The purpose of the proposed research is to continue a longitudinal investigation of two independent cohorts of children who had been selected at either 21 or 31 months to be extreme for display of either inhibited or uninhibited behavior to the unfamiliar. In the first part of the research the children in the two cohorts will be seen at seven-and-a-half years of age. The children will be observed in a school setting, as well as in a laboratory context, to evaluate the degree to which the behaviors indicative of the two categories and the physiological signs of sympathetic arousal have been preserved since the last evaluations.

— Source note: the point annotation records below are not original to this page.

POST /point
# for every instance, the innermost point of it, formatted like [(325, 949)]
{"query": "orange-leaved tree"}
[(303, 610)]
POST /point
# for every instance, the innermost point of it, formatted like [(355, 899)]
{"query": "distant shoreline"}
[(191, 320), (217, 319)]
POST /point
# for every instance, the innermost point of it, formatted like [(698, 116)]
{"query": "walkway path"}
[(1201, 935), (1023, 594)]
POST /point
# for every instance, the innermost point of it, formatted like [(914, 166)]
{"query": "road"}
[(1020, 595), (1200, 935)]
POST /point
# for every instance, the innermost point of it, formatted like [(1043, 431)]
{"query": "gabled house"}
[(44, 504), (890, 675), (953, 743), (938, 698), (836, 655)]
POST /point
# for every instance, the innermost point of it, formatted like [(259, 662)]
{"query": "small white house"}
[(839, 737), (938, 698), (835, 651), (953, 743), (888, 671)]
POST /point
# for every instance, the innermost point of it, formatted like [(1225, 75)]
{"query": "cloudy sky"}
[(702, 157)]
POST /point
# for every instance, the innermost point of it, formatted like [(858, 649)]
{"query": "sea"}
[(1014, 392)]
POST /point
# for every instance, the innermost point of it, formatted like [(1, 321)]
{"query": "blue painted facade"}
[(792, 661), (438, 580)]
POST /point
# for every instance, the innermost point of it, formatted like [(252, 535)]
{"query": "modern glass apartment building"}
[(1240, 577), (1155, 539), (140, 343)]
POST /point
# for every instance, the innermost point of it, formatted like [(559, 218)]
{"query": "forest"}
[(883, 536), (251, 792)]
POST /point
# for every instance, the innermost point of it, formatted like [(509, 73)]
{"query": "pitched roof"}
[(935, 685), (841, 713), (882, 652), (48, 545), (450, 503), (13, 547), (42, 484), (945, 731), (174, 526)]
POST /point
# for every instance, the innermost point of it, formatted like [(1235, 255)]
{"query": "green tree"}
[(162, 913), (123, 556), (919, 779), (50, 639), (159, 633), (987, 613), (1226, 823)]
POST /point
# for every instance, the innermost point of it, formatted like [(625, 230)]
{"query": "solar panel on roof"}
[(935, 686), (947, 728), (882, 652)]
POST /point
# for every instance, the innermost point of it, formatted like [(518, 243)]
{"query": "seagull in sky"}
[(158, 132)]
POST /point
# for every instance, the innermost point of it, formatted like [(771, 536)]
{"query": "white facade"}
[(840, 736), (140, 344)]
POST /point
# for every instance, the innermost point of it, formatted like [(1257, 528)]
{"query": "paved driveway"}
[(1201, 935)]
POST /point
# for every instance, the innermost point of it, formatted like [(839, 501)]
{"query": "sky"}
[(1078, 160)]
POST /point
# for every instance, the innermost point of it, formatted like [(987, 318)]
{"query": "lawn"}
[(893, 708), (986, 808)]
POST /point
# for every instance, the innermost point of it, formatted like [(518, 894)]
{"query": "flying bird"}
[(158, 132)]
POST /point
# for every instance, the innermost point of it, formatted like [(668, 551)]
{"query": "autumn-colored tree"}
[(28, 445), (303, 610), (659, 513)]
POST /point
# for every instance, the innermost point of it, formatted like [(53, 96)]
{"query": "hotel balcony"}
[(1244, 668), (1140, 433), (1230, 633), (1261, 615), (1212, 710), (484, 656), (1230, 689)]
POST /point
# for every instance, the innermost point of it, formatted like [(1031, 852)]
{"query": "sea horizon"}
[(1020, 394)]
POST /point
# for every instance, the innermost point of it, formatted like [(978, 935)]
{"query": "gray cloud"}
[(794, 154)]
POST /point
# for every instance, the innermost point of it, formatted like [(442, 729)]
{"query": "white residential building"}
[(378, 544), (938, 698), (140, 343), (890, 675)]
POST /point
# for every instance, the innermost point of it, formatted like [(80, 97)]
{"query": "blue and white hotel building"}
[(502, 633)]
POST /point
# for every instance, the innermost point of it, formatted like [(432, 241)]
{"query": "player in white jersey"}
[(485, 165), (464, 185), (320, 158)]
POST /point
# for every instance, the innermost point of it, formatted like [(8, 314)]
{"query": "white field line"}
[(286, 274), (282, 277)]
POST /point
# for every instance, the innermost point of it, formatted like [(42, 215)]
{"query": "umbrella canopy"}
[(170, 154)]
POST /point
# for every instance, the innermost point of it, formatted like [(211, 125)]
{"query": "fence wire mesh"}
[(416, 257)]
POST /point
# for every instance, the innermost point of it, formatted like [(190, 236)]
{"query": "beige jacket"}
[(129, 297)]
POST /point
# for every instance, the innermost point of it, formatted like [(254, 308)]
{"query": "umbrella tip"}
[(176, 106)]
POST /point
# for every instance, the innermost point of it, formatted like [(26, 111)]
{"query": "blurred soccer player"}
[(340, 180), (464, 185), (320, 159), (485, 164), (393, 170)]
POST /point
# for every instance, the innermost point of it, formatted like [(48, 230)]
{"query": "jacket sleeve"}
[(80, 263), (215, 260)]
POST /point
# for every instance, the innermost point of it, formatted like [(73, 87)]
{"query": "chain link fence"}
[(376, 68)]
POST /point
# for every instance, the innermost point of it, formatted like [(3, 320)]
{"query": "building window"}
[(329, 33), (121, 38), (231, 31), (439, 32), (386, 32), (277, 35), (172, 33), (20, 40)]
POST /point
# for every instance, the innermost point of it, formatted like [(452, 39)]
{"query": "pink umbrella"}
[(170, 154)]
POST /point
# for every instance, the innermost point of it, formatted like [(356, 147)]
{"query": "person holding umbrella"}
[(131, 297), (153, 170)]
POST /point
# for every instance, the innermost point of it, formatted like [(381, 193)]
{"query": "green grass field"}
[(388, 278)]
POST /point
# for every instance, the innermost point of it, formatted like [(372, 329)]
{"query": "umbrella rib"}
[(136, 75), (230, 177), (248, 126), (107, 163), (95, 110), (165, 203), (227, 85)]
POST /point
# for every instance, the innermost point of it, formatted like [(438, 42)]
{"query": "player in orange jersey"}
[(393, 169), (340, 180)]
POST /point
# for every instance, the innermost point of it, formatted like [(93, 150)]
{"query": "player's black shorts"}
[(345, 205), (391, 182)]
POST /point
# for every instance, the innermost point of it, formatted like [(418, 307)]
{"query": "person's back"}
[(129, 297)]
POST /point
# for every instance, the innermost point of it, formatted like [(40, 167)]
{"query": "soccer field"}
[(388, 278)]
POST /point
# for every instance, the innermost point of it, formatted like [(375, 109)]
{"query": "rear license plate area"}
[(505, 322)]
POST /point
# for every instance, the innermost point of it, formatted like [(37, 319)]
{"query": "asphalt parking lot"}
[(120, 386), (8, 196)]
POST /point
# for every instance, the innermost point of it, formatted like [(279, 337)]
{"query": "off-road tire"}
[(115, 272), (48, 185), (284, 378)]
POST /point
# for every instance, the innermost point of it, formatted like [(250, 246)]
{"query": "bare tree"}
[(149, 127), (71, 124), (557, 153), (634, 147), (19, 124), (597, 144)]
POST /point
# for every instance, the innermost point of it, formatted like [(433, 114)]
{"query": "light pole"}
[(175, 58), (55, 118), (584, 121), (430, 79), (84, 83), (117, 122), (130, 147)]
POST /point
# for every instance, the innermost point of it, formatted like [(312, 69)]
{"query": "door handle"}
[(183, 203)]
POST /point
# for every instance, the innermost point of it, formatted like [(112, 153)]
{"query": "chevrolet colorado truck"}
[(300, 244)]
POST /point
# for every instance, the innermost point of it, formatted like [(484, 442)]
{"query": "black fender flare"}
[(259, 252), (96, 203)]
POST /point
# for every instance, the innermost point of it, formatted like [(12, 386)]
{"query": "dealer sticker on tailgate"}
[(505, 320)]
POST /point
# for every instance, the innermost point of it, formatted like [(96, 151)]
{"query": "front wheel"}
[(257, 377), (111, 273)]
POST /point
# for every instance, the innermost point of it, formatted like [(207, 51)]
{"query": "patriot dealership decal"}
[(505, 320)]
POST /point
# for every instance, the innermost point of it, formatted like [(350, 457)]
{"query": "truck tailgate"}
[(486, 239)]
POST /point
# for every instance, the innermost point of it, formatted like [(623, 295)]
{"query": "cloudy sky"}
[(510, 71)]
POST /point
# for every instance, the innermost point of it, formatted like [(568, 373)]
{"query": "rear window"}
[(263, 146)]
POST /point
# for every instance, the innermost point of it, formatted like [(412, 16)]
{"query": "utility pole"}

The research will also determine if inhibited and uninhibited children show differential attention to figures symbolic of their personal style. It will also evaluate the degree of similarity between each parent and child on physiological variables that include perturbation of the voice, pupillary dilation, and heart rate gathered prior to, during, and after mild cognitive stress. A second study will evaluate the behavioral and physiological profiles of a group of four-year-old children who had been seen at 14 and 20 months, but who were unselected for inhibition and lack of inhibition. The profile of this group will be compared with that provided by children in the first study who had been selected to belong to the two extreme categories. A final study will test the hypothesis that extreme constipation, irritability, sleeplessness, and allergies in the first six months of life are predictive of inhibition, and their absence predictive of lack of inhibition, when the children are 21 months of age. The research should provide significant information for psychiatrists, psychologists, and other mental health professionals concerned with the etiology of phobias in children as well as panic reactions in adults.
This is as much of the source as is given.